MoH expert explains use of ventilators in treating COVID-19 patients

Dr Anthony Parkinson, Technical Advisor Hospital Services in the Office of the Chief Medical Officer demonstrates the use of a ventilator

Dr Anthony Parkinson, Technical Advisor Hospital Services in the Office of the Chief Medical Officer demonstrates the use of a ventilator

Only about 2-5 percent of COVID-19 patients require mechanical ventilation.

This is according to Dr Anthony Parkinson, Technical Advisor Hospital Services in the Office of the Chief Medical Officer.

Speaking at the daily virtual media briefing on Saturday, Parkinson noted that only a small percentage of COVID-19 patients require ventilation support.

"It is the last aspect of treatment of COVID-19. It's only about 2-5 percent of patients who need this, but yet it is still a very important part. It's a part that is being confused over social media."

He explained that in few cases patients become seriously ill, have difficulty breathing and are put on ventilators.

Parkinson said when COVID-19 attacks the body, it causes an inflammatory reaction which manifests itself in the lungs.

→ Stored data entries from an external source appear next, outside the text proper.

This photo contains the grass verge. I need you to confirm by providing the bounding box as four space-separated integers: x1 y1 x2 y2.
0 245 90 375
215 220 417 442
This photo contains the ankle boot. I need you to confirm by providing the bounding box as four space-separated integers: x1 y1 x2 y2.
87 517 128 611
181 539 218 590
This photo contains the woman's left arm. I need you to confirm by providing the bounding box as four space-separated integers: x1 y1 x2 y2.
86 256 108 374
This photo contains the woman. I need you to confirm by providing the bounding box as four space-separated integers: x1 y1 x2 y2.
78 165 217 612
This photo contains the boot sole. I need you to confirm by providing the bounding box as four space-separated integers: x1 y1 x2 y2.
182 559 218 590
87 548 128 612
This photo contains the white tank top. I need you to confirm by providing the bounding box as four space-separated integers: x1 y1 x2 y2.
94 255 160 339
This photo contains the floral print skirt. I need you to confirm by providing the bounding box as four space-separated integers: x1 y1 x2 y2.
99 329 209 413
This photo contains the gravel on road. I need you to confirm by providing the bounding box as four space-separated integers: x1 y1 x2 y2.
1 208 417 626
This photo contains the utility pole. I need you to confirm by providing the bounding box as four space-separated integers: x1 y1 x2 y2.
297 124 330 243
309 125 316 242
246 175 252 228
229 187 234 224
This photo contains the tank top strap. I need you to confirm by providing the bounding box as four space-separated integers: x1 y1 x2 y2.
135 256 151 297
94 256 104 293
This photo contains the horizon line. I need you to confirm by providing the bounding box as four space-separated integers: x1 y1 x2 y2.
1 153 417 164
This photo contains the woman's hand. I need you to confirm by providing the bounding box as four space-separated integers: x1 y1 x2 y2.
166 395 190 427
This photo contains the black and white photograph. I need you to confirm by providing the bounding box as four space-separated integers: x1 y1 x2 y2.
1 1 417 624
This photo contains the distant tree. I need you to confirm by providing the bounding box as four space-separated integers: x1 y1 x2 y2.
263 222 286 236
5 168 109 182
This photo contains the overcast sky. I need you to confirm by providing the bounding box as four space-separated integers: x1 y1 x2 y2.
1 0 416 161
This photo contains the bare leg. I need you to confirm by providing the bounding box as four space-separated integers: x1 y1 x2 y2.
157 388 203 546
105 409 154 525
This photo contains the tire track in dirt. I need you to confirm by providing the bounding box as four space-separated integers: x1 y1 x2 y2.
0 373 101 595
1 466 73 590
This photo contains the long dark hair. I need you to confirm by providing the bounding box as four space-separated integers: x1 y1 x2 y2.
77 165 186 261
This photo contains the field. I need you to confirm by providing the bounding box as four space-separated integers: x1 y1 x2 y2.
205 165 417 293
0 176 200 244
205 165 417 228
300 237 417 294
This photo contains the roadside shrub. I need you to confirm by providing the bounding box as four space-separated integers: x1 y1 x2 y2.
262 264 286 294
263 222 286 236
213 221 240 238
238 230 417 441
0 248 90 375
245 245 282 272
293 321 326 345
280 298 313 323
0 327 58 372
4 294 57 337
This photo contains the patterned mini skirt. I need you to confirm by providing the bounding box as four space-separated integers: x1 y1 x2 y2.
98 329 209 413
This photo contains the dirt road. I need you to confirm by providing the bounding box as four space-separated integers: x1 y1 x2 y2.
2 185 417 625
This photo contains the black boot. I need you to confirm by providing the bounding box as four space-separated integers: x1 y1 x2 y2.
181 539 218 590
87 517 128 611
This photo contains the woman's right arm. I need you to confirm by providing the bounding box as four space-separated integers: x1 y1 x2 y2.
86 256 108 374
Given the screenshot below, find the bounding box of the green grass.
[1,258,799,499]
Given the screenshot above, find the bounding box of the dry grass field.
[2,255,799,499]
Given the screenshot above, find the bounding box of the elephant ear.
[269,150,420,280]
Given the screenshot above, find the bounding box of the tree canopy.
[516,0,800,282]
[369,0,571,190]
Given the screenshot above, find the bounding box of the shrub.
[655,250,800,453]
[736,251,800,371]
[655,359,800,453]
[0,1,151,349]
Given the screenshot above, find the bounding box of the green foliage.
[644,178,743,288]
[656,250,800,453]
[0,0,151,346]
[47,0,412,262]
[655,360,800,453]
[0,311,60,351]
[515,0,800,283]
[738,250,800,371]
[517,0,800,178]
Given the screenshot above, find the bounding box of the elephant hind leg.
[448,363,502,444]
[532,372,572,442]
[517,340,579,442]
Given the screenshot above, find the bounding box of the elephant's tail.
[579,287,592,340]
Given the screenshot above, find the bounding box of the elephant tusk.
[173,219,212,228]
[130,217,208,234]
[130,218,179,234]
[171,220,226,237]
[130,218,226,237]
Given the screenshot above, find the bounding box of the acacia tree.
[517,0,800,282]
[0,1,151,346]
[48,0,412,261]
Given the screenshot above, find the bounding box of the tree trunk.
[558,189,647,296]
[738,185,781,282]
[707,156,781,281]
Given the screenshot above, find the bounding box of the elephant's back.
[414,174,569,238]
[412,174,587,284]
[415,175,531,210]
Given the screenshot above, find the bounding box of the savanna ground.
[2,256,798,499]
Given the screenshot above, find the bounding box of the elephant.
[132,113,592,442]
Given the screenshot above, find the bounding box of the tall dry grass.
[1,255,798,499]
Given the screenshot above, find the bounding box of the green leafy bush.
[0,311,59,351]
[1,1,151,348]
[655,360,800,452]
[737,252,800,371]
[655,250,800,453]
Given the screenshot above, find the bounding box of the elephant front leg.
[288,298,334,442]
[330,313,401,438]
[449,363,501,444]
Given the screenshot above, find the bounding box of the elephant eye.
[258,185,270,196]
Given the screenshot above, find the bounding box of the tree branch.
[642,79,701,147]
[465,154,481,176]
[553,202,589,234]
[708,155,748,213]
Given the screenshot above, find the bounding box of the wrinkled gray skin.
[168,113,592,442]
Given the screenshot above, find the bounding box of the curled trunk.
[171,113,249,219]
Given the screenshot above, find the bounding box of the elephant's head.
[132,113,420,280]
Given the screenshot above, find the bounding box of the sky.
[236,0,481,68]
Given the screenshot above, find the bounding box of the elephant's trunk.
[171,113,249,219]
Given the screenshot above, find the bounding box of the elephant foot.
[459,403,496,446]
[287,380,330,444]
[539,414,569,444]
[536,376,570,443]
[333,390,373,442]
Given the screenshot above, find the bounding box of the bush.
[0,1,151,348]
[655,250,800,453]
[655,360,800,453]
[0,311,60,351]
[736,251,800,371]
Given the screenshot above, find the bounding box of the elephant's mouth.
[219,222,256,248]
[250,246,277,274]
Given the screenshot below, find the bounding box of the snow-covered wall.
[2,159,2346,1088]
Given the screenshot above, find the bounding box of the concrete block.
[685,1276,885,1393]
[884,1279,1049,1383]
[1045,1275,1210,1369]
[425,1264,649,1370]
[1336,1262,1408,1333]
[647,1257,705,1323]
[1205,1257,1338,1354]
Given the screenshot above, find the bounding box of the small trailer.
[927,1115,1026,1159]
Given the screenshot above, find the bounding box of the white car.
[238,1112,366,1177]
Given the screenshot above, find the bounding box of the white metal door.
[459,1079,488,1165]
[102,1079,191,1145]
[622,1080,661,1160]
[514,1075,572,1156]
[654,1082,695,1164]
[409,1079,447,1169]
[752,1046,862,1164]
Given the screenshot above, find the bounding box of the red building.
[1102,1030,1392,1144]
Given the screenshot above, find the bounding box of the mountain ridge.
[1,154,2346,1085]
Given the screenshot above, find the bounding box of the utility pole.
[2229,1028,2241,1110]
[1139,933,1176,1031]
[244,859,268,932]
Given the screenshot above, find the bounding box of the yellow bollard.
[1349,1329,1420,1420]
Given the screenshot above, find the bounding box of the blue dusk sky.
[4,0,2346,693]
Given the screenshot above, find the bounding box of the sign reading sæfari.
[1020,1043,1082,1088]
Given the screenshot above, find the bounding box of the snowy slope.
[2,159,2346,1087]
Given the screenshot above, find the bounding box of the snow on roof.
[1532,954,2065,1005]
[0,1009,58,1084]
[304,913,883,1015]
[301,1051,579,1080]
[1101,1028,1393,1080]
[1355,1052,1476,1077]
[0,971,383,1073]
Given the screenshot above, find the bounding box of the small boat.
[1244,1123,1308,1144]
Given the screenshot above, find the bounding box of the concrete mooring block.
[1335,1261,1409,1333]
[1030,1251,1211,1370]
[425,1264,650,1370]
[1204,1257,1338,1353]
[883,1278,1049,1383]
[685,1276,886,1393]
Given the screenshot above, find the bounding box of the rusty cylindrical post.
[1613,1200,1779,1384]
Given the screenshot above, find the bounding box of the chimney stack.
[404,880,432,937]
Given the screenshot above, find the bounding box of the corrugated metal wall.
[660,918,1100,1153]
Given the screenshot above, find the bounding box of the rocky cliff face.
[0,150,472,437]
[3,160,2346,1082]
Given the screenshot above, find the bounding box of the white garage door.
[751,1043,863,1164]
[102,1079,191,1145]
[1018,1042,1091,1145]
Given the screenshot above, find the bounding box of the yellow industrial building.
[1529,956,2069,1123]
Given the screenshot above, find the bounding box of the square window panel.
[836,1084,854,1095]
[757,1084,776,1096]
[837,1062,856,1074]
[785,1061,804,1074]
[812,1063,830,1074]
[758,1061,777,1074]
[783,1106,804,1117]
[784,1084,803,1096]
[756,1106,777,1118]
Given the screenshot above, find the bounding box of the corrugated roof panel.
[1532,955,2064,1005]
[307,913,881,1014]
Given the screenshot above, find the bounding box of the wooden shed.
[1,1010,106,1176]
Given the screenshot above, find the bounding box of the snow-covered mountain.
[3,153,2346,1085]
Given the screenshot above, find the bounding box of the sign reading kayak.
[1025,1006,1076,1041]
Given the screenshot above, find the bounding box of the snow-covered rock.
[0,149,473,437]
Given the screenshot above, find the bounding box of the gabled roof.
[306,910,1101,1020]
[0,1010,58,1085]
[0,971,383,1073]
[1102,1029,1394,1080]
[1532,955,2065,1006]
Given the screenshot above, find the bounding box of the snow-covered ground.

"What happens when the COVID hits? Most people, over 80 percent of them, nothing much. You get a little fever, you get a little short breath, nothing much happens. But about 15-20 percent require a lot more oxygen, not just the oxygen in the air but supplemental oxygen. That would involve putting on a special mask, special nasal prongs to give a little extra oxygen. But there are about 2-5 percent of people who need a lot more."

Ventilators gently pump air through a breathing tube into the patient’s lungs and allow the patient to exhale.

Demonstrating the use of a ventilator, Parkinson said most times patients are sedated or paralysed.

"A patient who is on a ventilator most times has to be sedated. Sometimes we may have to paralyse these patients. Paralyse, that sounds frightening. But what that means is because you are so stiff your muscles are acting up so much, it resists the ventilation and that would cause a lot of problems for your recovery," Parkinson explained.

He added that ventilators have to be matched to the individual patients.

"We have to match this machine to the patients. We do not match the patient to the machine. Remember we are trying to copy the function of the lungs."

Parkinson said an intensivist would then observe the ventilation machine and the patient to see if the process was successful.

"Success is the amount of oxygen that reaches the patient's bloodstream has to be optimal. We call it a partial pressure of at least anything above 60 mm mercury. That's rather low but is acceptable for these patients. That is our goal. The lungs can get stiff in some instances of the COVID-19 disease which will cause higher pressures to be delivered by the machine to inflate the lungs to get the oxygen in. Some COVID-19 patients have looser lungs, we don't have to use as much pressure. Every patient we treat individually. It's not an algorithm we follow."

Questioned by reporters on whether 'bush medicine' such as Zabapique can be used to treat the virus, Parkinson said there is no scientific evidence to suggest that local remedies are effective.

"We have no magic bullet to treat COVID-19. The only weapon we have is separation. If that is not handled properly, you would end up with a lot of patients being on a ventilator," he said.

At present, there are no COVID-19 patients on ventilators in Trinidad and Tobago.

Health Minister Terrence Deyalsingh said there are currently 69 ventilators dedicated to the COVID-19 response throughout the country.

"I don't think we even have anybody on ventilators right now. In Tobago, there are five ventilators dedicated to the COVID-19 response. And yes, as soon as that shipment of 10 comes in, four goes straight to Tobago."